No one but myself and Dr Jonathan. When I spotted his bl
ue coat ahead of me on the very bottom floor—the basement – I couldn’t stop myself from running. It was perfect. Nobody would overhear our conversation on the morgue floor.
Time had sped again. Two hours gone. Two hours spent in conspiratorial bliss. Everything was so clear now though. It was unbelievable that nobody else could see it.
There was another option for Emma. It had been there in plain sight, but none of the senior doctors wanted to go against the powerful drug companies. It was up to me to fight them. Fight them for Emma’s sake.
‘Jane, where on earth have you been?’ Her question stopped me from feeding another coin into the drink machine. I hadn’t expected Mom to come up behind me like that. I had kind of forgotten where I was supposed to be.
‘Just a minute.’ I couldn’t concentrate on putting the right money in the machine and answering her. And I really needed a drink.
‘Your sister is beside herself worrying about you. You can’t just disappear on her. Not today.’

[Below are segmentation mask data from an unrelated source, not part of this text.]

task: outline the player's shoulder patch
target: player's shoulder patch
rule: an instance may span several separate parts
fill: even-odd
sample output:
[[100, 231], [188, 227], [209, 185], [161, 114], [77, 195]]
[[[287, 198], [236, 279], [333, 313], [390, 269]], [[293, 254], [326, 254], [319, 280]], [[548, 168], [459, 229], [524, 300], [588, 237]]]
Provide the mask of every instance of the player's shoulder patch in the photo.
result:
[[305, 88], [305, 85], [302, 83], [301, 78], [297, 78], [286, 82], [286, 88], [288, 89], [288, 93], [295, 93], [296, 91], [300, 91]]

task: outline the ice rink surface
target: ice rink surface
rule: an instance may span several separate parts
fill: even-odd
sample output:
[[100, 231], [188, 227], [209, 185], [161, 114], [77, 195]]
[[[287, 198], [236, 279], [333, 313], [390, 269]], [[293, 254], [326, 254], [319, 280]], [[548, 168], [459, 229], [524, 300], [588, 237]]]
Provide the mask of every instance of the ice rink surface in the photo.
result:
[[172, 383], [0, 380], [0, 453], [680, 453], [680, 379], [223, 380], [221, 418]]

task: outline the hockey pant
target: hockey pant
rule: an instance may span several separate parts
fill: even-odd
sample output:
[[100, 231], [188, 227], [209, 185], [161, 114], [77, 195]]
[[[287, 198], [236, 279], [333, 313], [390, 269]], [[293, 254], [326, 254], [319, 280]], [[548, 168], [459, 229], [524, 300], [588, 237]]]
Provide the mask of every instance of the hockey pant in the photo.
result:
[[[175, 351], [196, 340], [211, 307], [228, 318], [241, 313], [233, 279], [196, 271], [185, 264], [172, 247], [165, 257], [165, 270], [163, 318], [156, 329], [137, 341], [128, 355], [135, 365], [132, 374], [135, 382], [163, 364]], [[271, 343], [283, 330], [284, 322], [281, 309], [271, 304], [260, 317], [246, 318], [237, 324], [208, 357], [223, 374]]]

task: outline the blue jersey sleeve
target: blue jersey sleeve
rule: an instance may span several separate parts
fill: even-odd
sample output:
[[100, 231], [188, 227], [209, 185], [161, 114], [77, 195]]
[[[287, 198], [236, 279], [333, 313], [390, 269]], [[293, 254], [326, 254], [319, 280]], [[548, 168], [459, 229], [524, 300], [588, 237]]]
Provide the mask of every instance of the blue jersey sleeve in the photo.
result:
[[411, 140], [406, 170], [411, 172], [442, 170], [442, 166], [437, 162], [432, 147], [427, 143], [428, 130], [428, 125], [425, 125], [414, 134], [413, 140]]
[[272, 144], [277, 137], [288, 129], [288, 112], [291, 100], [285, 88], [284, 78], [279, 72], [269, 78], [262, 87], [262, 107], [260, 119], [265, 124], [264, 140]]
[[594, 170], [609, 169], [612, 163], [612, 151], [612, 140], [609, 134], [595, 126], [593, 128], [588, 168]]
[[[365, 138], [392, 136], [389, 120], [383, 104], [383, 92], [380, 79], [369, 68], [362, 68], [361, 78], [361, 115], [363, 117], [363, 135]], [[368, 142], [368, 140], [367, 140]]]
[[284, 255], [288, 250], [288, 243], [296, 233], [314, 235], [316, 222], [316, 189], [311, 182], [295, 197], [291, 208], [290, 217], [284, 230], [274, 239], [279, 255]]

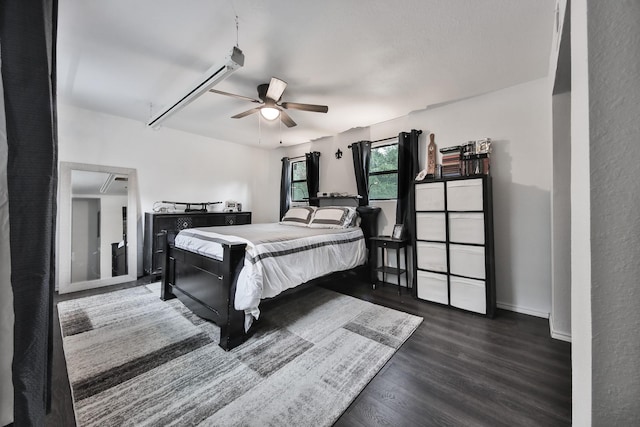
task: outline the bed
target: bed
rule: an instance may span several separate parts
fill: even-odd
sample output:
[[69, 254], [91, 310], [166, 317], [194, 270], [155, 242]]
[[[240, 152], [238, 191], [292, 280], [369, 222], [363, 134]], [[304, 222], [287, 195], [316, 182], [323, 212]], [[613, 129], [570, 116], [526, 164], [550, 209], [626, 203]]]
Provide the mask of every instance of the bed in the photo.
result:
[[346, 272], [368, 274], [379, 211], [299, 207], [280, 223], [182, 230], [173, 244], [164, 239], [161, 299], [177, 297], [216, 323], [220, 347], [230, 350], [250, 336], [261, 300]]

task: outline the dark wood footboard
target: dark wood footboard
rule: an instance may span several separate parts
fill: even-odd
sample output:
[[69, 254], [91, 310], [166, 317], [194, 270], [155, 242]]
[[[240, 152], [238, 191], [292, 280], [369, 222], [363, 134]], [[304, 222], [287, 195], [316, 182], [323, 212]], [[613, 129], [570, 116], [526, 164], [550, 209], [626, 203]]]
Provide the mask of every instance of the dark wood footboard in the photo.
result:
[[160, 298], [178, 297], [198, 316], [220, 327], [220, 347], [230, 350], [246, 340], [244, 311], [234, 308], [238, 275], [244, 265], [244, 243], [220, 241], [222, 260], [165, 244]]
[[[367, 247], [369, 238], [377, 234], [377, 216], [380, 208], [364, 206], [358, 212], [362, 218], [360, 227]], [[234, 307], [236, 285], [240, 270], [244, 266], [245, 243], [230, 243], [218, 240], [223, 248], [222, 260], [216, 260], [194, 252], [169, 245], [164, 233], [164, 263], [160, 298], [164, 301], [179, 298], [198, 316], [211, 320], [220, 327], [220, 347], [231, 350], [242, 344], [248, 337], [244, 330], [245, 314]], [[364, 266], [352, 271], [366, 272]], [[334, 277], [332, 273], [314, 279], [309, 284]], [[293, 291], [293, 290], [291, 290]], [[285, 291], [286, 292], [286, 291]]]

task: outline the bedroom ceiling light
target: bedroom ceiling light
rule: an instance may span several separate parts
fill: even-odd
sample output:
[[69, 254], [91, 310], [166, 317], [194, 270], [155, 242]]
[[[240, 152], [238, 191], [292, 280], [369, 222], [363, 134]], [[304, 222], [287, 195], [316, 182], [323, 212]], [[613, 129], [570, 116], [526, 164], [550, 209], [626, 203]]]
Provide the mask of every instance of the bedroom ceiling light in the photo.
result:
[[260, 109], [260, 114], [267, 120], [275, 120], [280, 115], [280, 111], [273, 107], [262, 107]]
[[208, 92], [209, 89], [229, 77], [231, 73], [243, 65], [244, 54], [237, 46], [234, 46], [229, 56], [225, 58], [223, 65], [214, 65], [209, 68], [209, 70], [189, 86], [175, 102], [168, 104], [156, 113], [156, 115], [149, 120], [147, 126], [157, 129], [163, 120], [180, 111], [203, 93]]

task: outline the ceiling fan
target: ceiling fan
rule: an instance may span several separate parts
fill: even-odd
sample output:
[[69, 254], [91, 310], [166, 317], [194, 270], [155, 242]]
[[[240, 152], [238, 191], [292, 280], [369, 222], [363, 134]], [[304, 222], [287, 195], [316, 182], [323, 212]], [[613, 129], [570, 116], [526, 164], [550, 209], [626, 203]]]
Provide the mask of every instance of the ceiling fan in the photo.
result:
[[244, 99], [257, 104], [261, 104], [259, 107], [252, 108], [242, 113], [231, 116], [232, 119], [241, 119], [253, 113], [260, 112], [262, 117], [267, 120], [275, 120], [280, 117], [282, 123], [287, 127], [293, 127], [296, 122], [284, 111], [284, 110], [302, 110], [313, 111], [315, 113], [326, 113], [329, 111], [329, 107], [326, 105], [315, 104], [300, 104], [297, 102], [280, 102], [282, 93], [287, 87], [287, 82], [271, 77], [269, 84], [258, 85], [258, 98], [249, 98], [248, 96], [236, 95], [233, 93], [223, 92], [221, 90], [209, 89], [209, 92], [218, 93], [220, 95], [232, 96], [234, 98]]

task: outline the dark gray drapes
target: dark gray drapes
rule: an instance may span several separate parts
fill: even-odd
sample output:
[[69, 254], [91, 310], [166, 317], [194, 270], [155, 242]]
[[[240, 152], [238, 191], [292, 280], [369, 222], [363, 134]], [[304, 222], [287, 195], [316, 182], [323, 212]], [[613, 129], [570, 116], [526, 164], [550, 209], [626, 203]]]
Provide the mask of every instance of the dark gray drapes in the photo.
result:
[[44, 425], [51, 389], [57, 141], [56, 0], [0, 2], [14, 307], [14, 425]]
[[291, 205], [291, 160], [282, 158], [282, 175], [280, 176], [280, 219], [287, 213]]
[[304, 155], [307, 164], [307, 190], [309, 197], [316, 197], [320, 191], [320, 153], [312, 151]]
[[356, 186], [360, 206], [369, 204], [369, 163], [371, 160], [371, 141], [358, 141], [350, 145], [353, 155], [353, 171], [356, 175]]
[[418, 173], [418, 136], [421, 130], [398, 135], [398, 200], [396, 203], [396, 224], [404, 224], [404, 233], [411, 238], [413, 215], [411, 214], [411, 186]]

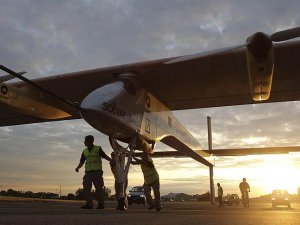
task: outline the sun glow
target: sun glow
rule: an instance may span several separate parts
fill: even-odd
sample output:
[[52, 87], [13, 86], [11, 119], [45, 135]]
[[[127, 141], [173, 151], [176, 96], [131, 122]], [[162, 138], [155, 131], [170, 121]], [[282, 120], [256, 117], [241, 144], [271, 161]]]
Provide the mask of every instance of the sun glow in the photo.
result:
[[293, 165], [289, 155], [265, 156], [264, 164], [257, 173], [257, 182], [266, 191], [271, 193], [274, 189], [285, 189], [291, 194], [297, 192], [299, 182], [299, 168]]
[[296, 194], [300, 187], [299, 154], [247, 156], [223, 161], [217, 159], [215, 183], [223, 184], [228, 193], [239, 193], [238, 185], [243, 177], [251, 187], [251, 196], [268, 195], [275, 189]]
[[[243, 177], [251, 187], [251, 197], [271, 194], [272, 190], [285, 189], [296, 194], [300, 187], [300, 154], [258, 155], [243, 157], [210, 158], [214, 164], [214, 183], [221, 183], [226, 194], [239, 194], [239, 183]], [[173, 159], [169, 163], [155, 159], [161, 186], [175, 187], [172, 191], [201, 193], [209, 190], [209, 171], [207, 167], [187, 159]], [[172, 164], [171, 162], [176, 162]], [[170, 164], [170, 165], [169, 165]], [[130, 175], [132, 178], [132, 175]], [[142, 178], [142, 174], [139, 175]]]

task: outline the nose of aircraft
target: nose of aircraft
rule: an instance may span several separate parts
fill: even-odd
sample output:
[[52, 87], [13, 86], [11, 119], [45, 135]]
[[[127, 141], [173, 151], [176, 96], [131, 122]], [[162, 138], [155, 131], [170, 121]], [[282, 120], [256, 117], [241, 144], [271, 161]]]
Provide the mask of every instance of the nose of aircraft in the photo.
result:
[[106, 102], [117, 102], [126, 96], [122, 81], [116, 81], [102, 86], [90, 94], [82, 101], [81, 107], [85, 110], [104, 112], [103, 107]]
[[99, 108], [99, 102], [101, 102], [101, 96], [99, 96], [99, 93], [96, 90], [90, 93], [89, 95], [87, 95], [81, 102], [80, 106], [85, 111], [89, 111], [89, 110], [97, 111], [97, 109]]
[[107, 114], [104, 106], [107, 102], [114, 102], [116, 98], [122, 96], [122, 83], [114, 82], [102, 86], [88, 94], [81, 102], [84, 109], [82, 114]]
[[113, 130], [127, 134], [126, 112], [122, 105], [119, 106], [124, 96], [126, 97], [126, 93], [122, 82], [102, 86], [83, 99], [80, 105], [83, 109], [81, 117], [104, 134], [109, 135]]
[[102, 104], [105, 95], [101, 88], [88, 94], [80, 106], [83, 110], [80, 111], [81, 117], [95, 129], [102, 133], [107, 133], [106, 121], [107, 115], [103, 112]]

‘Sorry, I just got a little caught up talking with Dr Jonathan.’ I thought about telling her what we had been discussing, but it didn’t seem like a very good idea – not yet anyway.
‘What is he doing here on a Sunday, with time to chat?’ she said. ‘I thought the only place you’d find a doctor here on a Sunday was the emergency operating theatre.’
Mom was not letting me out of her sight again. She even followed me into the toilets when I asked to make a stop on the way. I couldn’t blame her I suppose.
I was ready to be there for Emma now though. I was armed with ammunition. I could take it. I just needed to get through this day. Monday couldn’t come soon enough.